Bloomberg ends run for White House; backs Biden campaign
(CN) — In just the fourth month of his candidacy, billionaire Democrat Mike Bloomberg dropped out of the Democratic presidential primary on the heels of disappointing Super Tuesday results.
Bloomberg served three terms as New York City mayor, from 2002 to 2013, and since has put millions into philanthropy, including the gun control advocacy group Everytown for Gun Safety.
With his late-entry announcement on Nov. 24, Bloomberg essentially bought his way to a strong start by spending over half a billion dollars on advertising over the next three months, according to his own news company.
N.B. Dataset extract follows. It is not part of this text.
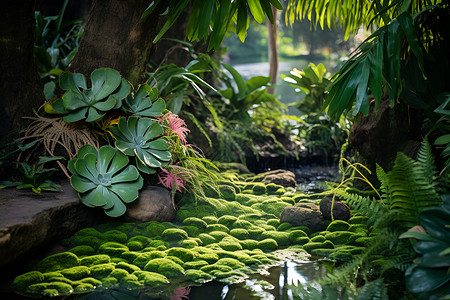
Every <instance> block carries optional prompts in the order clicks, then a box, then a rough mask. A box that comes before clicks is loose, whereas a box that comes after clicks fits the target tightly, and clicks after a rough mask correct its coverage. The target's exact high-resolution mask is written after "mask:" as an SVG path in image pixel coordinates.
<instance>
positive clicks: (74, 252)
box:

He dropped an average of $5.6 million on ads per day, the reporters found.
Ahead of Super Tuesday — in which voters in 14 states and one territory allocate one-third of the total delegates available to candidates — polls had the 78-year-old placing second or third in Texas, and third in North Carolina, Virginia and Massachusetts.
Those states ultimately went big for former Vice President Joe Biden, however, with Bloomberg winning only the territory of American Samoa. With just 44 delegates, Bloomberg found himself Wednesday morning in a very distant fourth place and endorsed Biden for the Democratic nomination.
“Three months ago, I entered the race for president to defeat Donald Trump,” Bloomberg said in a statement. “Today, I am leaving the race for the same reason: to defeat Donald Trump — because it is clear to me that staying in would make achieving that goal more difficult.”
Bloomberg added: “I’ve always believed that defeating Donald Trump starts with uniting behind the candidate with the best shot to do it. After yesterday’s vote, it is clear that candidate is my friend and a great American, Joe Biden.”
Now the frontrunner for the Democratic nomination, Biden welcomed the mayor’s announcement. “This race is bigger than candidates and bigger than politics,” Biden wrote on Twitter. “It’s about defeating Donald Trump, and with your help, we’re gonna do it.”
Political consultant Alexandra Acker-Lyons said last month Bloomberg’s entry into the race was a good thing for Democrats overall.
“His ads targeting Trump have been, in some cases, the only negative ads against Trump anywhere,” she said. “He has a very strong digital presence, which I think is hugely important this cycle. He is talking about issues like gun safety and climate change that are important to Democratic voters.”
Having skipped the first four early primary contests in Iowa, New Hampshire, Nevada and South Carolina, Bloomberg’s name appeared on the ballot for the first time on Super Tuesday.
The media mogul spent $57 million of his estimated $60 billion fortune in Texas, stuffing Democrats’ mailboxes with mailers, sending text messages to their phones, and filling the radio and TV airwaves, especially Spanish-language stations, with his campaign ads. But he finished a distant third behind Biden and Sanders, with 15% of the votes and four delegates.
In the territory of American Samoa, Bloomberg won four of the five delegates with just under 50% of the vote. Hawaii Senator Tulsi Gabbard won the Pacific island’s remaining delegate with 29.3% of the territory’s vote.
During his brief run, Bloomberg faced widespread criticism both for his “stop-and-frisk” policy as New York mayor and for his comments about, and nondisclosure agreements with, women at his company who complained of sexual misconduct.
His first debate saw him hastily eviscerated over those NDAs by Massachusetts Senator Elizabeth Warren.
“I’d like to tell you about who we’re running against: a billionaire who calls women ‘fat broads’ and ‘horse-faced lesbians,’” Warren said at the Feb. 19 debate. “And, no, I’m not talking about Donald Trump. I’m talking about Mayor Bloomberg.”
A former law professor, Warren even drew up a release and covenant not to sue, saying Bloomberg could sign it to release the women from the agreements.
Bloomberg said two days later that any individual who wished to speak out should come forward.